Investors and traders should focus more on the yield curve. An inverted yield curve is a leading indicator for bear markets and recessions.
The yield curve has not inverted yet. In fact, the yield curve has steepened a little bit, which buys us more time until the yield curve inverts.
This leading indicator for bear markets still has months before it becomes triggered (probably at least half a year).
1 am: Leading Economic Index is still trending higher. A medium-long term bullish factor for the U.S. stock market.
The U.S. economy and stock market move in sync over the long run.
There are a few small and insignificant signs of economic data deterioration right now. But as a whole, the U.S. economy is still growing at a healthy rate.
The Leading Economic Index’s latest reading increased 0.4%, up from 0.3% in the previous month. The year-over-year change in LEI is still trending higher: this is important because the Leading Economic Index tends to turn negative before a recession begins.
This is a medium-long term bullish sign for the U.S. stock market.
1 am: GDP continues to exceed potential output. This bull market doesn’t have many years left.
The output gap measures the difference between current GDP (current output) and “potential GDP”. GDP continues to exceed “potential GDP”, which puts upwards pressure on inflation.
Historically, a bear market and recession didn’t always start when current GDP exceeded “potential output” by this much. But it meant that the bull market and economic expansion didn’t have many years left.

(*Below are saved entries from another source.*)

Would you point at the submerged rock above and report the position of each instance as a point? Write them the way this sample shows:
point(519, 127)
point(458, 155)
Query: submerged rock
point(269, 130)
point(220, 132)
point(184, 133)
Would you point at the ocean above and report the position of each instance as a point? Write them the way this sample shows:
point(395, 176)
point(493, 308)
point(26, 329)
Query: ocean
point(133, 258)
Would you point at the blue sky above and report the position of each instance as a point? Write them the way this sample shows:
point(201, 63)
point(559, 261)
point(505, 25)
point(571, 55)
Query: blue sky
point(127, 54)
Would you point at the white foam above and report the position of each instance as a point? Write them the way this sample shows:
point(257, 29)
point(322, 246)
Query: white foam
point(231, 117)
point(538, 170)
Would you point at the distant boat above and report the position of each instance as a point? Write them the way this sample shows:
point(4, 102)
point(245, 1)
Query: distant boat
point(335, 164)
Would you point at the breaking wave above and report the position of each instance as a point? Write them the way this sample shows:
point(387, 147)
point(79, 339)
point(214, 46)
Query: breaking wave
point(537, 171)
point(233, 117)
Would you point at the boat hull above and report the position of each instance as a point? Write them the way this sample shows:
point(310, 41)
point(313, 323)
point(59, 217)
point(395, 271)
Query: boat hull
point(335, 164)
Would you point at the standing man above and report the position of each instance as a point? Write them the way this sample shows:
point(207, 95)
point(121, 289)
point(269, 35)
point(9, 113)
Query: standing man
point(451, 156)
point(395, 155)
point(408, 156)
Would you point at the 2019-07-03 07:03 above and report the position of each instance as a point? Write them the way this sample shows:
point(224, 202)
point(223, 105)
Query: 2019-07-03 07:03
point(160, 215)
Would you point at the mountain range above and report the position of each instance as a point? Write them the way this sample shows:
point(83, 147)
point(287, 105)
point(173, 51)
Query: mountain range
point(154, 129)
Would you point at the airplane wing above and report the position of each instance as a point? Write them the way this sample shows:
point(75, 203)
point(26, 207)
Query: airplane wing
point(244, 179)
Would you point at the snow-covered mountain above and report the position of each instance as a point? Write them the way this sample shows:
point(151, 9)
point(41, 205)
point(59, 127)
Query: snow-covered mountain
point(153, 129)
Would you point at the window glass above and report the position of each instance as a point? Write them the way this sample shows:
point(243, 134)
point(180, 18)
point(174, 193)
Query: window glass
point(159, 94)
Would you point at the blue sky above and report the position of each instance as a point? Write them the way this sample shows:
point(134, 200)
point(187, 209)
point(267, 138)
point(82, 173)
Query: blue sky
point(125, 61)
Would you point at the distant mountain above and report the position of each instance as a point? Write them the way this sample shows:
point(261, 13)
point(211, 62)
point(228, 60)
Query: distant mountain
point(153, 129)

Read Stocks on May 18, 2018: outlook
Here’s what I think will happen based on my discretionary outlook.
- The S&P has made a 6%+ “small correction”. This will not turn into a “significant correction”.
- 2018 will trend higher but will also be a choppy year.
- The S&P 500 has approximately 1-2 years left in this bull market.
I do not use my discretionary outlook to place entry/exit trades. I am 100% long SSO (2x S&P 500 ETF) because my Medium-Long Term model does not foresee a significant correction at this point in time. I ignore small corrections. I only sidestep significant corrections and bear markets.
I have been long the S&P 500 since September 7, 2017 when it was at 2465.